Estrogen is known to modulate neurotransmitters, certainly serotonin. "In the later stages of puberty, when estrogen and testosterone rise to a certain level, this switches on some genetic effect on depression that was not apparent before," says Angold. "This increases the propensity to become depressed under any circumstances."
Depression is just waiting in the wings. But whether someone gets depressed then depends on happenstance. In his studies, girls who experience stressful life events are three times more likely to get depressed than those who do not. One stressor has a big impact on precipitating depression in pubertal girls—having a mother either with a history of mental illness or currently experiencing depression.

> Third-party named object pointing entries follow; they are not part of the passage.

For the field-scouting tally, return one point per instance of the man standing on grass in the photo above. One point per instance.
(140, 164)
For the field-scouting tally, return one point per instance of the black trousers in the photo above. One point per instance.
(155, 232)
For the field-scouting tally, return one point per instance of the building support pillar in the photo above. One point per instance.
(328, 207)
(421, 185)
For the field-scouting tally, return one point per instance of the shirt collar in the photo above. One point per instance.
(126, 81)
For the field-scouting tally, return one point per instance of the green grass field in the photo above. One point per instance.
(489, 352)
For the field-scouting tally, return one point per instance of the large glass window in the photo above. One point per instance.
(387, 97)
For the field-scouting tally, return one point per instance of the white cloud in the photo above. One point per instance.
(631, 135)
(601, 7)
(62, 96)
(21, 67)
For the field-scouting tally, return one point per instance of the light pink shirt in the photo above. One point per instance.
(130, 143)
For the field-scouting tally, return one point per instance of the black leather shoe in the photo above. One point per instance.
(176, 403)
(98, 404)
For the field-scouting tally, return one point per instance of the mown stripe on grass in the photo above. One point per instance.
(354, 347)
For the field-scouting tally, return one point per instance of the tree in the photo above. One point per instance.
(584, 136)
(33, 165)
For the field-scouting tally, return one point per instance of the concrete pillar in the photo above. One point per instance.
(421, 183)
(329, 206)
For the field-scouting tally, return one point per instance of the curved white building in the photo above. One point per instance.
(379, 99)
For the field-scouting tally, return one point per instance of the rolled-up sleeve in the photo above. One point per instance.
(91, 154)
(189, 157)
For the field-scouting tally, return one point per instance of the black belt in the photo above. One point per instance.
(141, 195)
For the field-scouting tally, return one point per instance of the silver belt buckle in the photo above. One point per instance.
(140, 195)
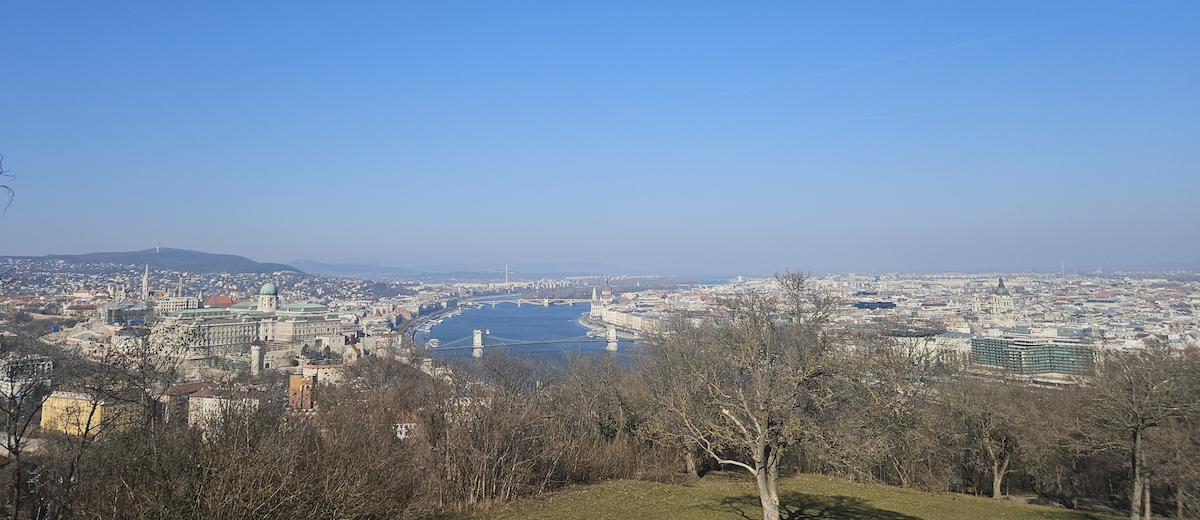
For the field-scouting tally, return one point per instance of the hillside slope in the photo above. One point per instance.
(733, 496)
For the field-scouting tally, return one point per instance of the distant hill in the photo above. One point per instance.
(178, 260)
(353, 270)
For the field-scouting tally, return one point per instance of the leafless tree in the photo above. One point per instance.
(1133, 393)
(747, 388)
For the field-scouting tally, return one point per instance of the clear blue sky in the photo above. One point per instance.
(675, 137)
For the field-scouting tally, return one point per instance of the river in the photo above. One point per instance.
(505, 323)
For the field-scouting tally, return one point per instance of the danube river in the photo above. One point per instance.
(505, 323)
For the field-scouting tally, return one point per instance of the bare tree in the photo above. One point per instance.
(993, 424)
(745, 388)
(1134, 392)
(5, 187)
(24, 381)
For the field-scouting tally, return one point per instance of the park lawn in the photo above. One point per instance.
(735, 496)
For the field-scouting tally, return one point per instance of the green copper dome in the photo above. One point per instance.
(1001, 291)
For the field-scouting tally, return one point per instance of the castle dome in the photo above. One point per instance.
(1001, 291)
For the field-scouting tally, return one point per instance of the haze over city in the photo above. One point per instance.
(671, 138)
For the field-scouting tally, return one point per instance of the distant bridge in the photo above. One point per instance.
(477, 341)
(543, 302)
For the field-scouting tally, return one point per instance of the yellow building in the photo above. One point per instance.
(81, 412)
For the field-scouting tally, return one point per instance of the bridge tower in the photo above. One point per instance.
(256, 358)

And that takes Angold right back to genetic vulnerability. "What we think of as environmental also runs in families." From studies of boy-girl twin pairs, psychiatrist Kenneth S. Kendler, M.D., of Virginia Commonwealth University, contends that whatever genes contribute to depression, they are to some degree different in men and women. Nor is there a single set of genes that is expressed as depression in women and alcoholism in men. "Otherwise you'd expect depression in a sister to be strongly correlated with alcoholism in her brother; we didn't find that," says Kendler.
Yes, the hormonal fluctuations girls experience in their monthly menstrual cycles create a mood response by turning genes on and off. But that doesn't account for all depression, Kendler finds.
Environmental factors are also important. He highlights one event that contributes strongly to gender differences in depression—childhood sexual abuse involving attempted intercourse. "It's a pretty potent risk factor."
Not only do girls experience abuse more than boys but the abuse is more toxic to them. Other studies show that early sexual abuse in girls can create long-term hyperactivity of the stress hormone system so that they overrespond to stress in adulthood.
One strong stress of a threatening kind can not only bring on a depressive episode but it can permanently change the brain—"kindle" it. It then takes less and less stress to set off bouts of depression.
Then, too, Kendler adds, "socialization factors are likely to play a role. There must be something in rearing patterns in which girls are reinforced for expressing emotions and boys are teased for that."
The emotional coping styles of males and females are radically different, offers psychologist Susan Nolen-Hoeksema, Ph.D., of the University of Michigan. "Men avoid negative emotions. Women don't." Unfortunately, women can get stuck in such emotions, caught in a cycle of passivity and despair.
Her work shows that women are more likely to ruminate about the stressors they encounter. They focus on symptoms of distress and the possible causes and consequences of the symptoms in a repetitive and passive manner.
Some rumination is natural. But people who ruminate a lot amplify negative events.
They generate more negative memories from the past, are more pessimistic about the present and more fatalistic about the future. That makes them increasingly hopeless, distorts their thinking, and renders them less likely to take positive action.
But wait—it gets worse. Their hopelessness makes them unpleasant to be around—and thus unlikely to get needed social support from relationships they are in.
The negative response in turn makes it harder for the body to handle subsequent stressors of any kind. And early adolescence provides challenges aplenty for girls, says Nolen-Hoeksema—from a surge in sexual abuse to new attunement to the needs of others to new awareness of limitations imposed on them by societal gender roles.
It is possible to short-circuit depression by curbing the tendency to ruminate. Studies show that cognitive therapy and mindfulness meditation are effective in helping people overcome rumination.